How do you watch internet video on your television?
Community Television is shifting online, so how do you keeping watching it on your television?
In 2016 the government intends to take Australia’s Community Television stations off the air and shift them across to internet streaming. The airwaves they’re using at the moment were once earmarked for a sixth television network but will now probably be auctioned off to the telcos to boost their mobile broadband networks.
The trouble with this plan is that there’s no cheap, simple and universal way to watch internet video on your television. How the Community TV stations reach viewers will depend on which internet video platforms they use and what apps are available for various home entertainment gear such as Smart TVs.
These days there are several ways to get internet video onto your television, depending on what you want to watch, how much you want to spend and the gear already in your lounge room. Some ways are more practical than others.
One option is to hook up a computer to your television, either a notebook or a dedicated home theatre PC to live in your lounge room. The advantage of this is that you can watch any online video service which plays in a web browser, even those outside Australia if you use a VPN or DNS workaround to bypass geoblocking. The disadvantage is that a computer can be cumbersome to drive from the couch, although you can buy an infrared adaptor to use with a universal remote control and then run a lounge room-friendly media centre interface such as XBMC or Windows’ MCE.
You’ll also find video adaptors for connecting your smartphone or tablet to your television. To make life easier you might invest in an Apple TV or Google Chromecast to act as a wireless bridge between your television and your computers, smartphones and tablets. Plenty of Apple and Android apps support both Apple’s AirPlay streaming format and Chromecast.
AirPlay video streaming is also built into iTunes, plus recent Macs can mirror their screen – once again letting you watch any internet video source. Meanwhile the Chromecast lets you mirror tabs in the Chrome browser.
If you’re streaming from a handheld gadget you might run into trouble if it’s a Flash video stream. Thankfully many online video services now offer HTML5 streaming to handheld devices. The downside of this approach is that you’re still reliant on having a computer, smartphone or tablet by your side on the couch.

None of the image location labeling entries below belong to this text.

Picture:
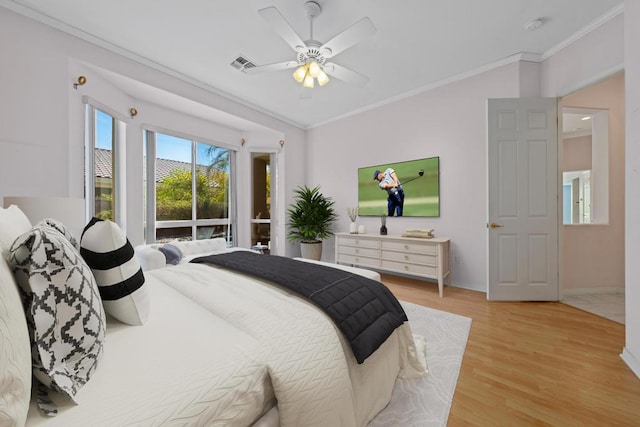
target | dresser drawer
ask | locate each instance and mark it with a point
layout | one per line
(361, 251)
(359, 260)
(358, 242)
(420, 270)
(410, 257)
(422, 248)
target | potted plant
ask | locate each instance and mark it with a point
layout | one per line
(310, 219)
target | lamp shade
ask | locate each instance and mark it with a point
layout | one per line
(300, 72)
(314, 69)
(323, 79)
(308, 81)
(68, 210)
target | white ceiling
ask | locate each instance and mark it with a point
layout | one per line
(418, 44)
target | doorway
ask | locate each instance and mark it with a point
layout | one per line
(592, 230)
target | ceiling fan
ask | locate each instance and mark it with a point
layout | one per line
(311, 55)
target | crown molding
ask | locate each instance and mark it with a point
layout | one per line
(584, 31)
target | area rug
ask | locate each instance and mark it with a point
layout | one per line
(426, 401)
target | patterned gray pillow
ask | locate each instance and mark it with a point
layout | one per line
(63, 308)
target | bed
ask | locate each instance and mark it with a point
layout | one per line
(216, 348)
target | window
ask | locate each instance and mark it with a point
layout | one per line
(188, 189)
(261, 199)
(103, 136)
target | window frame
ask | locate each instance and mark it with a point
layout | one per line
(151, 223)
(118, 140)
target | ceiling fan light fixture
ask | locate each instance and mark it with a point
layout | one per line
(300, 73)
(314, 69)
(323, 79)
(308, 81)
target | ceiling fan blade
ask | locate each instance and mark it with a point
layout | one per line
(278, 66)
(345, 74)
(282, 27)
(349, 37)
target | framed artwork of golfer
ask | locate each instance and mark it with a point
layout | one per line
(410, 188)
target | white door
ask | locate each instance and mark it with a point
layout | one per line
(523, 199)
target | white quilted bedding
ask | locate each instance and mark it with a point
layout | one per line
(185, 366)
(315, 378)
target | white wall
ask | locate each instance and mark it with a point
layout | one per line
(591, 58)
(631, 353)
(449, 122)
(41, 116)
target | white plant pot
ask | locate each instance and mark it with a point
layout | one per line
(311, 250)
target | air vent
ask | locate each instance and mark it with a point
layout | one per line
(241, 63)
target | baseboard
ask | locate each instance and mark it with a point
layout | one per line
(591, 291)
(631, 361)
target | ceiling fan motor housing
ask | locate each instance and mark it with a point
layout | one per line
(311, 53)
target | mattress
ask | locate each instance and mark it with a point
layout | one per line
(315, 377)
(185, 366)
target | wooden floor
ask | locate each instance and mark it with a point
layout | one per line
(533, 363)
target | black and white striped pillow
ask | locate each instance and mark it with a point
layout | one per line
(110, 255)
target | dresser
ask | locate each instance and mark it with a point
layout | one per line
(426, 258)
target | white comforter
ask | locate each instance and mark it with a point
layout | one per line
(185, 366)
(315, 378)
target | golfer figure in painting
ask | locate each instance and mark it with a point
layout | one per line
(388, 181)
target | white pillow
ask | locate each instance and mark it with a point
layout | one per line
(120, 279)
(15, 352)
(13, 222)
(63, 309)
(59, 226)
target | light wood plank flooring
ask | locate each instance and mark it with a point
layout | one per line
(532, 363)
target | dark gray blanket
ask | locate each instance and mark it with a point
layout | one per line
(364, 310)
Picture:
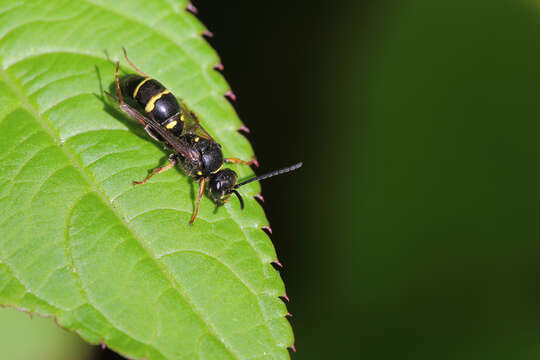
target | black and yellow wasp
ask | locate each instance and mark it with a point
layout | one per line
(169, 121)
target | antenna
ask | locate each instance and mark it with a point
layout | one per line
(270, 174)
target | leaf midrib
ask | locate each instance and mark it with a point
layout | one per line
(25, 102)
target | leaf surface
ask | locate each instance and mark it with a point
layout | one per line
(115, 263)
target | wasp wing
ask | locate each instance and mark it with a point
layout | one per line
(178, 145)
(192, 125)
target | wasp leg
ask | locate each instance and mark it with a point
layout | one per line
(199, 196)
(123, 106)
(243, 162)
(158, 170)
(130, 63)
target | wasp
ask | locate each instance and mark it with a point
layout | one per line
(168, 120)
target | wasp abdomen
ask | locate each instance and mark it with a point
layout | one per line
(156, 100)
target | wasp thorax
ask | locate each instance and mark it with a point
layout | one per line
(211, 156)
(222, 183)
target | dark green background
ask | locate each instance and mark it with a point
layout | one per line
(412, 231)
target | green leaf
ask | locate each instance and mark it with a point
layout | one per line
(23, 337)
(115, 263)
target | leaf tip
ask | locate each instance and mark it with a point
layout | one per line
(230, 95)
(259, 198)
(191, 8)
(244, 129)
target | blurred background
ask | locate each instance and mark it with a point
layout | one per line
(412, 230)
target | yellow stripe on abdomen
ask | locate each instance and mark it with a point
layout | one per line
(139, 86)
(152, 102)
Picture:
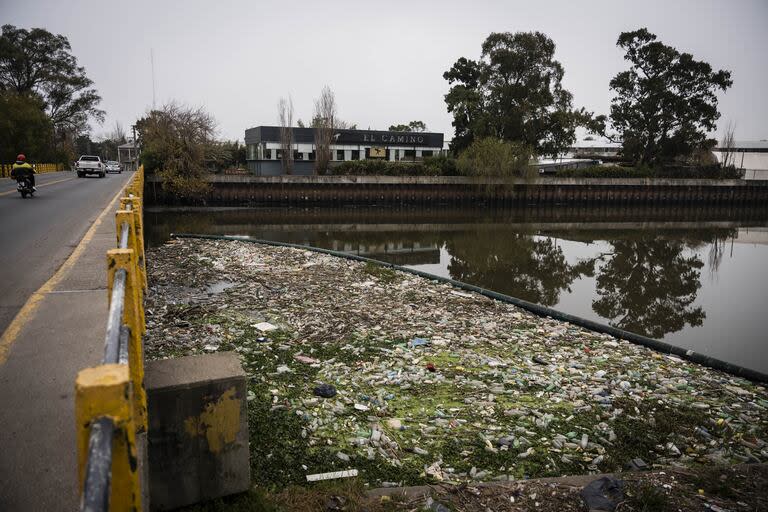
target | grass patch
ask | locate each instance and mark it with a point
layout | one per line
(646, 497)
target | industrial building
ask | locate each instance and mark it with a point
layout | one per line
(263, 147)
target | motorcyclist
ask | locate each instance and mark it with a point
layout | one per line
(21, 169)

Another alternative for getting online video onto your television is to invest in a Smart TV, internet-enabled Blu-ray player, Personal Video Recorder or games console. The beauty of this is that you can drive everything with a remote control and the interface is optimised for the big screen. The downside, apart from the expense of buying the gear, is that you’re at the mercy of the internet video apps which are available for your particular device.

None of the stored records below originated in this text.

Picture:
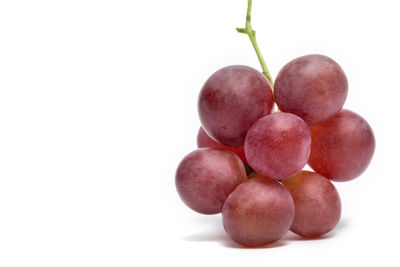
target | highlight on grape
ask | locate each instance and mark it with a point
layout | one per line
(251, 153)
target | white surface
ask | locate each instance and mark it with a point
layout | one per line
(98, 106)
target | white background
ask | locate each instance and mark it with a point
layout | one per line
(98, 106)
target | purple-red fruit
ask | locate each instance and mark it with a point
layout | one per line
(231, 100)
(206, 177)
(203, 140)
(258, 212)
(313, 87)
(342, 147)
(317, 204)
(278, 145)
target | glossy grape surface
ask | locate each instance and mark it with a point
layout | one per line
(342, 147)
(278, 145)
(317, 204)
(231, 100)
(203, 140)
(258, 212)
(313, 87)
(206, 177)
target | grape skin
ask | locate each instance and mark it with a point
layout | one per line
(258, 212)
(313, 87)
(342, 147)
(317, 204)
(206, 177)
(203, 140)
(278, 145)
(231, 100)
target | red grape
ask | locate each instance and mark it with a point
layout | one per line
(317, 204)
(203, 140)
(258, 212)
(206, 177)
(342, 147)
(231, 100)
(313, 87)
(278, 145)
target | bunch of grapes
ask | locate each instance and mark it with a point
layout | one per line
(250, 160)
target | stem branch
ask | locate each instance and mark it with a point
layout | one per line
(252, 35)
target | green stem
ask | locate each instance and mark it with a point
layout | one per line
(252, 35)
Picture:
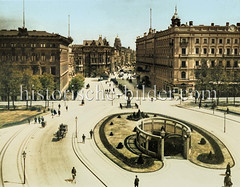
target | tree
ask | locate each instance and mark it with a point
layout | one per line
(76, 84)
(101, 72)
(47, 84)
(36, 86)
(15, 82)
(217, 77)
(27, 83)
(202, 75)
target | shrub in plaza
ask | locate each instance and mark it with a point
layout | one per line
(120, 145)
(111, 134)
(140, 159)
(148, 161)
(137, 116)
(202, 141)
(210, 155)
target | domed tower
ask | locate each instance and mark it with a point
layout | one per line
(175, 19)
(117, 43)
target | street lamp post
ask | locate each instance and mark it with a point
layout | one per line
(76, 125)
(24, 168)
(224, 122)
(52, 105)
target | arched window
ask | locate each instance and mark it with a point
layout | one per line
(183, 75)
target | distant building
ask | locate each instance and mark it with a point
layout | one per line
(92, 56)
(123, 56)
(42, 51)
(169, 58)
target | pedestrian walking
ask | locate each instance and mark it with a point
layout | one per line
(39, 119)
(83, 137)
(227, 110)
(91, 133)
(74, 172)
(227, 181)
(228, 169)
(136, 181)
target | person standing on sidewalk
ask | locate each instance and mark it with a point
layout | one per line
(91, 133)
(74, 173)
(136, 181)
(83, 137)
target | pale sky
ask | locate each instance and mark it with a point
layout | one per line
(109, 18)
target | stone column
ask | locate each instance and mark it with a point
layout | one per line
(147, 144)
(152, 124)
(162, 149)
(160, 153)
(186, 147)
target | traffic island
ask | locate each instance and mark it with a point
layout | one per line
(125, 142)
(111, 136)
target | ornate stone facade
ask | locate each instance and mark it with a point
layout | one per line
(92, 55)
(168, 58)
(44, 52)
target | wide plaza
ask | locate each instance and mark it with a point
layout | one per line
(49, 162)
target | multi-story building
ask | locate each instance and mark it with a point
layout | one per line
(169, 58)
(92, 56)
(123, 56)
(42, 51)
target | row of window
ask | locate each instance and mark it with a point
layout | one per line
(33, 45)
(212, 51)
(219, 40)
(34, 57)
(213, 40)
(35, 70)
(213, 63)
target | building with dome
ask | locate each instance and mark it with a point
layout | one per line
(169, 58)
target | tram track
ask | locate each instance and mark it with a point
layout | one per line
(20, 148)
(81, 159)
(3, 151)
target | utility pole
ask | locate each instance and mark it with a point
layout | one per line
(24, 167)
(23, 14)
(76, 126)
(68, 25)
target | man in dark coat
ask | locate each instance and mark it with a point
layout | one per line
(74, 173)
(136, 181)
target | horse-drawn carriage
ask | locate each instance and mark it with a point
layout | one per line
(62, 131)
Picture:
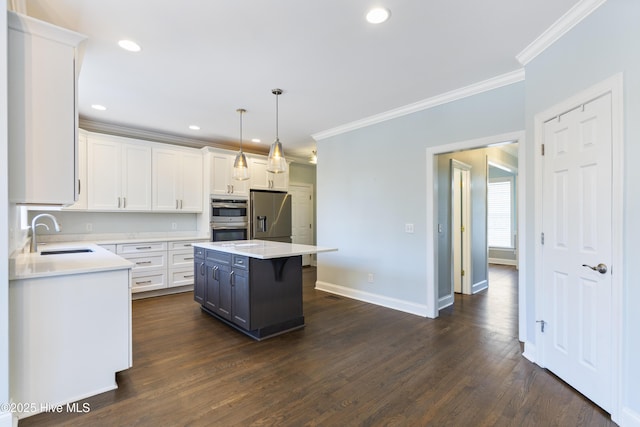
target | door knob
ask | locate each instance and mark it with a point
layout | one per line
(600, 268)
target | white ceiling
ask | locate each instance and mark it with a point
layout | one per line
(203, 59)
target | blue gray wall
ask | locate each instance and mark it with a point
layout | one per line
(605, 43)
(372, 181)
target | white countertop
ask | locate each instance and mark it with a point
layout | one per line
(27, 265)
(263, 249)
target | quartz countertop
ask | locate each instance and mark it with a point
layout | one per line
(25, 265)
(263, 249)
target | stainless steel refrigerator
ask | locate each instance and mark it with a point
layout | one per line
(270, 216)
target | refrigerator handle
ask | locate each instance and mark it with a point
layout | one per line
(262, 224)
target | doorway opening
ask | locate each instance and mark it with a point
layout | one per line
(477, 154)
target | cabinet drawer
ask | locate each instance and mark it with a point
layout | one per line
(110, 248)
(241, 262)
(180, 277)
(198, 252)
(183, 244)
(220, 257)
(133, 248)
(181, 258)
(143, 262)
(148, 282)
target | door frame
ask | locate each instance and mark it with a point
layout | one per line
(431, 263)
(613, 85)
(465, 212)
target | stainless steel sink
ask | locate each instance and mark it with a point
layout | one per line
(66, 251)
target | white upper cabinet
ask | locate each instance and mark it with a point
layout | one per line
(177, 179)
(83, 200)
(119, 174)
(43, 67)
(263, 180)
(222, 182)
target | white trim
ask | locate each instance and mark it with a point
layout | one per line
(445, 301)
(558, 29)
(502, 261)
(530, 352)
(432, 221)
(454, 95)
(396, 304)
(629, 418)
(479, 286)
(613, 85)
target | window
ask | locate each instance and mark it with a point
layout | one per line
(500, 213)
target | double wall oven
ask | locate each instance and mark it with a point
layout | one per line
(229, 219)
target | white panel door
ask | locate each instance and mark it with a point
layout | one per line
(577, 231)
(302, 217)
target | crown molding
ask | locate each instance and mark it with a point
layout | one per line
(155, 136)
(558, 29)
(454, 95)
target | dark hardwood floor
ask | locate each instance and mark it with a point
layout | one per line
(354, 364)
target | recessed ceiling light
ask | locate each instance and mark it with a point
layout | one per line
(129, 45)
(378, 15)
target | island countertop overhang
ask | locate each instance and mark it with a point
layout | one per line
(263, 249)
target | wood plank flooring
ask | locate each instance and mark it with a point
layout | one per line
(354, 364)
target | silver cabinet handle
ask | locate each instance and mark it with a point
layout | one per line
(600, 268)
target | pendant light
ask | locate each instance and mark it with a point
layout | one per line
(276, 162)
(240, 168)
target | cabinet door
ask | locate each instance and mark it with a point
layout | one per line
(104, 166)
(191, 199)
(240, 298)
(280, 181)
(220, 173)
(166, 177)
(212, 287)
(259, 176)
(224, 303)
(136, 178)
(200, 280)
(83, 200)
(42, 116)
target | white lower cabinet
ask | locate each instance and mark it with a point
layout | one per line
(150, 264)
(159, 265)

For example, most home entertainment gear only supports three or four of Australia’s five Catch Up TV services. Access to other services like Quickflix and Foxtel Play is hit and miss. New FreeviewPlus-capable televisions support all five Catch Up services but might be missing some of the other apps and services you want.

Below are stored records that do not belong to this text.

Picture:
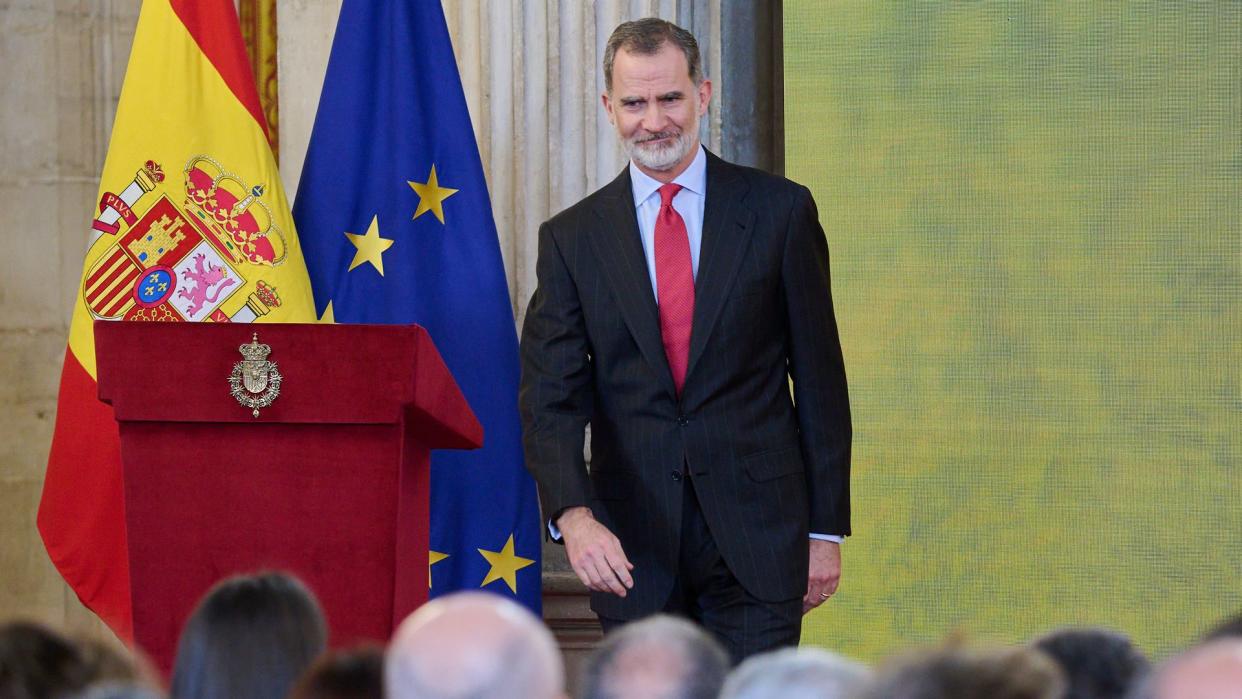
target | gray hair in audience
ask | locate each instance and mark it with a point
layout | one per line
(119, 690)
(472, 646)
(1098, 663)
(795, 673)
(963, 673)
(661, 657)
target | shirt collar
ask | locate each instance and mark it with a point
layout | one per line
(693, 178)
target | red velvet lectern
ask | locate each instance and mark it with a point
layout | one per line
(329, 482)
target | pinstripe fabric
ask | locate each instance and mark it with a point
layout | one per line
(591, 353)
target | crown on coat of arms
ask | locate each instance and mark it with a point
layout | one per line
(253, 350)
(232, 212)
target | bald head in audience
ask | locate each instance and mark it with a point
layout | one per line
(660, 657)
(1212, 671)
(795, 673)
(472, 644)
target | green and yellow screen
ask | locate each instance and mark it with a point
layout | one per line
(1035, 219)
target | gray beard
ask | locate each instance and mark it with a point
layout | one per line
(661, 159)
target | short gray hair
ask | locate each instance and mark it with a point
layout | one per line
(646, 37)
(795, 673)
(621, 664)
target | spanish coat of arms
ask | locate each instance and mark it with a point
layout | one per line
(200, 258)
(255, 381)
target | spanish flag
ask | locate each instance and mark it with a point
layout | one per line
(191, 226)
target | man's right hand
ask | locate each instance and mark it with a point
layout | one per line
(594, 553)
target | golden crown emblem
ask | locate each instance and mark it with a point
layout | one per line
(253, 350)
(232, 212)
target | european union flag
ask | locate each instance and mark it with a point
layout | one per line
(396, 227)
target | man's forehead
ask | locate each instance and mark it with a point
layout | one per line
(667, 65)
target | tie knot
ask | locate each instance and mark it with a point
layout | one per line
(667, 193)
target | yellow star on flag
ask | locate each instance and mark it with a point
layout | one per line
(504, 565)
(370, 246)
(432, 559)
(431, 195)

You will find a handful of internet-enabled Blu-ray players and set-top boxes with a Flash-enabled web browser, like D-Link’s old Boxee Box, but using a web browser on the big screen tends to be cumbersome and video support is hit and miss.
Unfortunately there’s still no one-size-fits-all solution when it comes to watching internet video in your lounge room. The trick is to find the best fit for your home and the gadgets at your disposal.